Fri 6:00 - 6:50 PM, Deliberate Practice, Jefferson
Panelists: C.J. Cherryh, Kyle Elliott (Big Kyle), Jane Fancher, Jason A. Holt
Science has proven that deliberate practice makes an expert of an acolyte. Our brains are wired to try, fail, then try again. This kind of practice boils down to 4 things: motivation, pre-existing knowledge, having immediate feedback, and repeatedly performing the same or similar tasks. How can we learn using deliberate practice? How can we continuously challenge ourselves so that we become the next Big Thing?
- Break Fri 6:50 - Sat 10:00
Sat 10:00 - 10:50 AM, The Three Laws of Robotics & You, Yellowstone
Panelists: Josh Aronoff, C.J. Cherryh, Jane Fancher, Manny Frishberg, James Glass
1. A robot may not injure a human being or, through inaction, allow a human being to come to harm. 2. A robot must obey orders given it by human beings except where such orders would conflict with the First Law. 3. A robot must protect its own existence as long as such protection does not conflict with the First or Second Law. Are Asimov's 3 rules more important now than ever? Can we avoid a "Terminator" future?

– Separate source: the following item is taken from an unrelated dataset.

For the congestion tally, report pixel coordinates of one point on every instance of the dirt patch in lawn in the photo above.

Can we predict how drones and the rise of the robots will affect us in 10 years?
- Break Sat 10:50 - Sat 1:00
Sat 1:00 - 1:50 PM, Spotlight: Cherryh, Fancher, Spotlight
Panelists: C.J. Cherryh, Jane Fancher
Meet a few of our authors, get signatures, and see what they're up to these days.
- Break Sat 1:50 - Sat 4:00
Sat 4:00 - 4:50 PM, Cmdr. Data vs the Self-Driving Car, Dragon Pavilion (1)
Panelists: C.J. Cherryh, Kyle Elliott (Big Kyle), Manny Frishberg, James Glass
Would you put your kid in a self-driving ambulance? In an accident, a self-driving vehicle will take the action with the highest probability of the most favorable outcome; a human driver (or Data) might take a crazy risk if the possible benefit was great enough. What might a computer mind really look like?
- Break Sat 4:50 - Sun 11:00
Sun 11:00 - 11:50 AM, Alien Spacecraft in SF & Movies, Monster Tent (1)
Panelists: C.J. Cherryh, Jane Fancher, Hugh S. Gregory, Guy Pace
Lets talk about spacecraft in pop culture. How are they different than the real deal? Will we ever actually create FTL drives? Is the Millenium the best space ship of all time? What about the Serenity or the Enterprise? Are the Battlestar Galactica ships the most realistic? Does that make them sort of boring?
- Break Sun 11:50 - Sun 2:00
Sun 2:00 - 2:50 PM, It's All In The Details, Ballroom C
Panelists: C.J. Cherryh, Jane Fancher, Julie Frost, Michael Hodges
Sometimes all you have to do to set a scene is write a few details and the readers will fill in the big stuff. In this panel we'll talk about what kind of details do this best, and other ways to describe a scene.
- Break Sun 2:50 - Sun 5:00
Sun 5:00 - 5:50 PM, What's New In Science, Rocket Tent (1)
Panelists: C.J. Cherryh, James Glass, Hugh S. Gregory
Our scientists will discuss what's new in science this year.
Sun 6:00 - 6:50 PM, Science Fiction Then and Now, Monster Tent (1)
Panelists: C.J. Cherryh, Jane Fancher, James Glass
How far back does Science Fiction really go? How is it different today? Is it different? Is it better? Worse? How has it changed over time?
- Break Sun 6:50 - Mon 10:00
Mon 10:00 - 10:50 AM, Simply Human, Ballroom C
Panelists: C.J. Cherryh, Jane Fancher, Manny Frishberg, Hugh S. Gregory, Meradeth Houston
Robots run a great deal of our world, making our cars, food, medical equipment; robots even make our robots. What will there be for humans to do in the New Age of Humanity? Films such as 2001: A Space Odyssey and Blade Runner raise questions about machine sapience and sentience. Will technicians have to swear an e-version of the Hippocratic Oath? What will be the ethics of dealing with old and/or non-functioning computers?